Water from the Neuse River has receded along New Street in the historic section of downtown. Now, water logged furniture, insulation and debris line both sides of the road. For resident Rob Overman, it’s the worst flooding he’s seen since he moved to New Bern 30 years ago.
“We were very fortunate, for whatever reason, we’re the only house in the 200 block of New Street that didn’t flood. Just the right mix of height, location, luck.”
The water came up underneath his home and soaked the duct work and insulation. He says it completely flooded his garage and ruined the air condition system. One of his neighbors, who is out of the state, had four feet of water in their home.
“In a more normal storm, if there is such a thing, it’s usually a week of prep and a week of cleaning. I think this cleanup will go for months. Some of these houses will probably have to be raised, at the very minimum, they’re going to have to come in and cut out the interior walls and cabinetry. It’s going to be a long process, unfortunately.”
Only a couple blocks away, David Eudy, from Raleigh, was picking up debris and cleaning up the garage of his family’s 7th generation home on East Front Street.
"This is a freak storm that just kept pushing the sound all the way to New Bern, the sound came to New Bern.”
While the garage and basement flooded, Eudy says the water was only two inches from getting inside. He says that’s the highest the water has ever come up since the house was built.
“It’s never in our 150 years of oral history ever happened before.”
Before the storm, Eudy decided to evacuate to Raleigh with his elderly father. His two brothers from Asheville and Morehead decided to stay in the home and ride out the storm.
“My brother called me and said your boat is crashing into the house, and I said leave the boats, let them crash into the house. I don’t care, you’re going to get killed. But they went out here and tied the boats up anyway. The car started floating around in the yard so they had to get ropes and dive down and tie ropes around the axle and to keep things there from floating off.”
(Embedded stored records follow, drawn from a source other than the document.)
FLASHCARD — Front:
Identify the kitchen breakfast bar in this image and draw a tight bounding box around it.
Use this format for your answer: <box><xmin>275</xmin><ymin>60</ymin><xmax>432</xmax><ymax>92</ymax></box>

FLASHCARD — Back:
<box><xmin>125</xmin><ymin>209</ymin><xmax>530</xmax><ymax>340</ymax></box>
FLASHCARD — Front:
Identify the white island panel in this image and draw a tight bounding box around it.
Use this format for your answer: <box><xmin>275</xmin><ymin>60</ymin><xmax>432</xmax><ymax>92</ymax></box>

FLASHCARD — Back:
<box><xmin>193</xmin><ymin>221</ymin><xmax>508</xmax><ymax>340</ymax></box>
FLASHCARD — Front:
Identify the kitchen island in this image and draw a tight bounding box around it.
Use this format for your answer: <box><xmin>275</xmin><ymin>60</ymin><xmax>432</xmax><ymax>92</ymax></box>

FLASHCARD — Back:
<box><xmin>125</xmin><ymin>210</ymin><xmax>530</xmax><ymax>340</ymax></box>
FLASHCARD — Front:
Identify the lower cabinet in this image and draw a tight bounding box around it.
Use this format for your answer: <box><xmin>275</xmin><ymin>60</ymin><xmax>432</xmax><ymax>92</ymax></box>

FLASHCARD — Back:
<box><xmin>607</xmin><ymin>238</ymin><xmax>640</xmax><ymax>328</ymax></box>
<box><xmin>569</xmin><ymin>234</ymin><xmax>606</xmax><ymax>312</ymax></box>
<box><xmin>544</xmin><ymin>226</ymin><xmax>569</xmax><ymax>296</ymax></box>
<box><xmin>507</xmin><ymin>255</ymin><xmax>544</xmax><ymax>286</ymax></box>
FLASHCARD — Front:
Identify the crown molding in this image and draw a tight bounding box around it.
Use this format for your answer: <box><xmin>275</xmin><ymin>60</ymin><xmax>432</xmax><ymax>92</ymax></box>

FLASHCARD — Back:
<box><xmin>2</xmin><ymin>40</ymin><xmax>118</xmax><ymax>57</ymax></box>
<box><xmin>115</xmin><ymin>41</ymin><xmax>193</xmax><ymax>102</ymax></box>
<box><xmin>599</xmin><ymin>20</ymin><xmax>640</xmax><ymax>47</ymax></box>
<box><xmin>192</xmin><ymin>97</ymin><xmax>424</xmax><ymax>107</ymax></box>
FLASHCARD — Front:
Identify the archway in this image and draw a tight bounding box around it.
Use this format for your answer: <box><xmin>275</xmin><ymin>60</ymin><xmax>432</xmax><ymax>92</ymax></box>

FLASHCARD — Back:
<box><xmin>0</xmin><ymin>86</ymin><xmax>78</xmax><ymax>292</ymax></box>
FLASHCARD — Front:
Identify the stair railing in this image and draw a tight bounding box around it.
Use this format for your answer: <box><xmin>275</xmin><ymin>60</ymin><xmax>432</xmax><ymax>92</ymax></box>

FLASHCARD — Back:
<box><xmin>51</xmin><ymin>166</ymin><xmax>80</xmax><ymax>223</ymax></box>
While many of the people who live on East Front Street decided to evacuate during Florence, New Bern resident Lee Johnson decided to stay.
“The storm experience was hellacious; it was really frightening like something I’ve never seen.”
All through the night, Johnson communicated with his wife who evacuated through a text message every two hours to tell her he was safe. Johnson spent the entire night moving family heirlooms and personal items to the second floor of his house just in case water entered his home.
“As the water began to crest higher and higher out here at the Neuse, and my house is just across the street from the Neuse. The waves came crashing in. These weren’t little white caps, these were big waves breaking in and they were slapping up against the side of my house constantly for hours. Bam, bam, bam, bam, bam.”
Finally, when the storm subsided, Johnson surveyed the damage. A stone wall on the side of the house collapsed in two places. His basement flooded. And a section of the foundation wall under his home was damaged by the waves.
“The water came as high as here. So, what is that? 11 feet, my house is rated 11 feet.”
Johnson considers himself lucky that no water entered his home.
Other homeowners on East Front Street weren’t so fortunate. Some people had two to four feet of water in their homes. Two motorboats and a yacht washed up during the storm. And the roof of a garage is now laying in the middle of Linden Street. Most of the people on East Front Street have yet to return home since evacuating before the storm. Others, who lost most of their belongings, were too distraught to be interviewed.